You are fast­ing (the first ele­ment that pro­motes cor­ti­sol pro­duc­tion) and you are overex­ert­ing your­self (the sec­ond ele­ment that pro­motes cor­ti­sol pro­duc­tion). But more impor­tant­ly, intense inter­vals make greater use of glu­cose as fuel. You will pro­duce too much cor­ti­sol, which increas­es your risk of mus­cle loss.

Long High Intensity Intervals

But what if you’re not fast­ing? If you do HIIT for 8–12 min­utes, that’s fine. But 20–30 minute inter­vals won’t do any good for nat­ur­al ath­letes. You com­bine high inten­si­ty and vol­ume, two fac­tors that increase cor­ti­sol lev­els.

Cardio after strength training

Endurance work — when it requires sig­nif­i­cant ener­gy expen­di­ture — increas­es AMPK lev­els, which inter­feres with mus­cle growth because it sup­press­es the mTOR sig­nal­ing path­way.

When you lift weights, mTOR acti­va­tion helps you gain mus­cle mass. But if you release AMPK imme­di­ate­ly after strength train­ing, you will reduce the ana­bol­ic response to train­ing.

There­fore, if you are a nat­ur­al ath­lete, it is best to avoid car­dio, which requires a lot of ener­gy. 20–30 min­utes of slow walk­ing on a tread­mill as a cool-down will not hurt, but it is bet­ter to refrain from more intense or pro­longed aer­o­bic exer­cise.

The Best Types of Cardio for Bodybuilders

Long-lasting but low-intensity cardio

For exam­ple, nor­mal walk­ing.
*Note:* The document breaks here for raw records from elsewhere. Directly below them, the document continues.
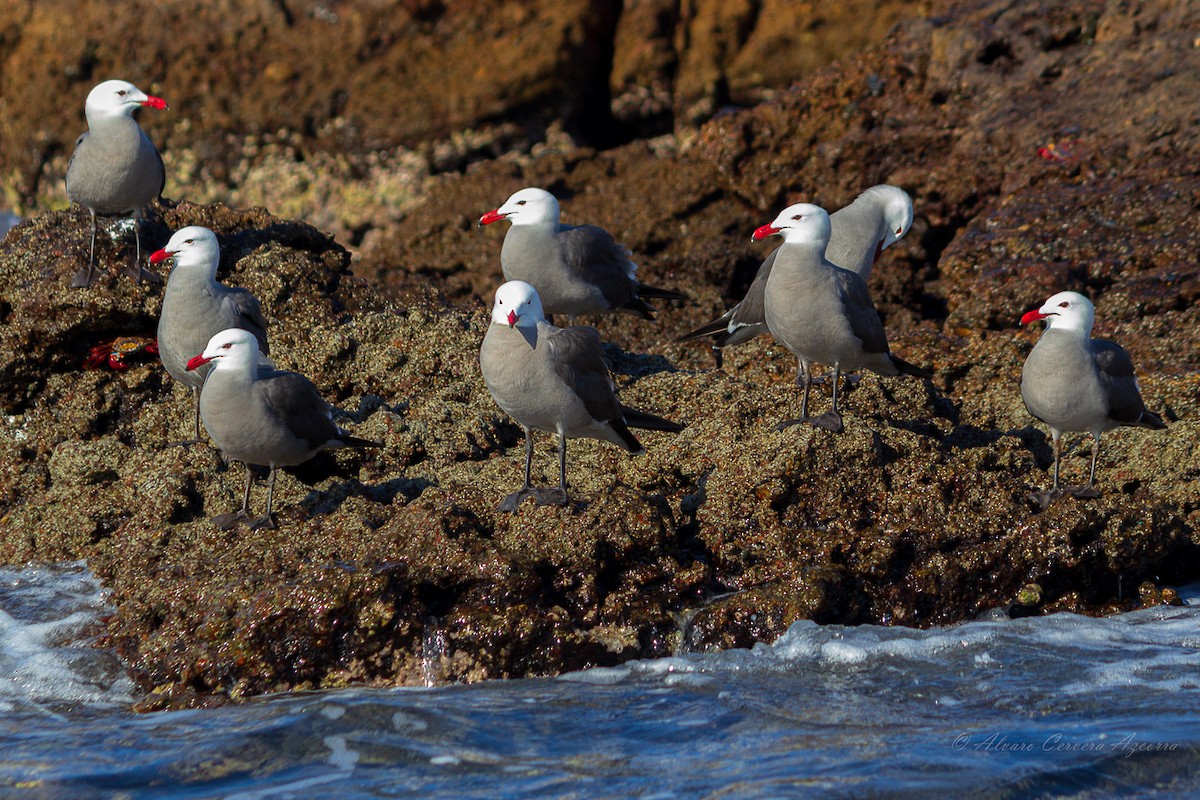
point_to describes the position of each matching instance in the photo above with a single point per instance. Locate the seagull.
(576, 269)
(1077, 384)
(195, 307)
(114, 169)
(263, 416)
(555, 380)
(876, 220)
(821, 312)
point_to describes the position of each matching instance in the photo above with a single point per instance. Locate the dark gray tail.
(347, 440)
Yes, you won’t burn many calo­ries, but you won’t lose mus­cle either — even walk­ing on an emp­ty stom­ach.

And walk­ing may even low­er cor­ti­sol lev­els, reduc­ing stress. It also increas­es the enzymes respon­si­ble for mobi­liz­ing fat­ty acids. You won’t lose weight quick­ly, but it may make your body more effi­cient at burn­ing fat for fuel.
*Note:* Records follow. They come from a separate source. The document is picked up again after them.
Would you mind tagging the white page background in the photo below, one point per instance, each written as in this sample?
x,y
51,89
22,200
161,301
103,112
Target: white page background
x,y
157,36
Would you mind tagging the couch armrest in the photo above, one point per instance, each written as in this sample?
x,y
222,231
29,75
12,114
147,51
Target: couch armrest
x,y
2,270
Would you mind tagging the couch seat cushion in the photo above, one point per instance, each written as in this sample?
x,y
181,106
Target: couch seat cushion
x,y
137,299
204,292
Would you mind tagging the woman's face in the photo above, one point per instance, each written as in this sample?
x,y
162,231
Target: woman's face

Very intense but short cardio

Lac­tate pro­duced when mus­cles “burn” sup­press­es the release of myo­statin, a pro­tein that lim­its mus­cle growth (the more myo­statin, the less mus­cle). Lac­tate increas­es max­i­mal­ly dur­ing intense exer­cise last­ing 30–60 sec­onds.

There­fore, per­form sets of this dura­tion, and then rest for a long time (two or even three min­utes). Longer rest inter­vals min­i­mize the release of adren­a­line (and there­fore cor­ti­sol) and also pro­mote improved per­for­mance, result­ing in greater phys­i­o­log­i­cal effects. For exam­ple:

  • Row­ing machine, 30 sec­onds with­out rest, then…
  • Sleigh push, 30 sec­onds, rest 2–3 min­utes, repeat, 6 rounds total.